Duncan Dauvergne named 2020 recipient of the CMS Doctoral Prize

April 3, 2020 by Lidya Farag



Duncan Dauvergne named 2020 recipient of the CMS Doctoral Prize

OTTAWA — The Canadian Mathematical Society is pleased to announce that Dr. Duncan Dauvergne (Princeton) is named the 2020 Doctoral Prize recipient. Dr. Dauvergne will present a prize lecture and receive his award at the CMS Winter meeting in Montreal, Québec, December 4-7, 2020.

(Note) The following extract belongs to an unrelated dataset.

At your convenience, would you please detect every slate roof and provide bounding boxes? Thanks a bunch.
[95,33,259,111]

Duncan Dauvergne is an exceptional mathematician whose recently completed PhD thesis comprises several outstanding results unexpected at this stage of one’s career. Duncan solved, or significantly contributed to solving, three open problems in probability explaining, among other things, a phenomenon that tantalized researchers in probability, combinatorics and statistical physics. This phenomenon is, in essence, that random systems behave in surprisingly non-random ways.

In 2007, examples and empirical results for such a phenomenon that appears in random sorting networks led to a number of conjectures. Among them, there was a strong conjecture that Duncan Dauvergne solved implying the validity of all the others. Further work of Dauvergne, joint with Janosch Ortmann and Bálint Virág, on constructing the scaling limit of last passage percolation and understanding the geometry of the Robinson-Schensted-Knuth (RSK) bijection was deemed central to the Kardar-Parisi-Zhang (KPZ) universality class and will likely lead to more important results in this area of probability. Equally praised by experts is Dauvergne’s joint work with Thomas Bloom on the global asymptotics of the complex zeros of random polynomials.

Duncan Dauvergne completed his PhD at the University of Toronto under the supervision of Bálint Virág in 2019. He is the author and co-author of several articles published in professional journals such as The Annals of ProbabilityAnnales de l’Institute Henri Poincaré, and Transactions of the AMS. Since September 2019, Duncan Dauvergne is an instructor and NSERC postdoctoral fellow at Princeton University.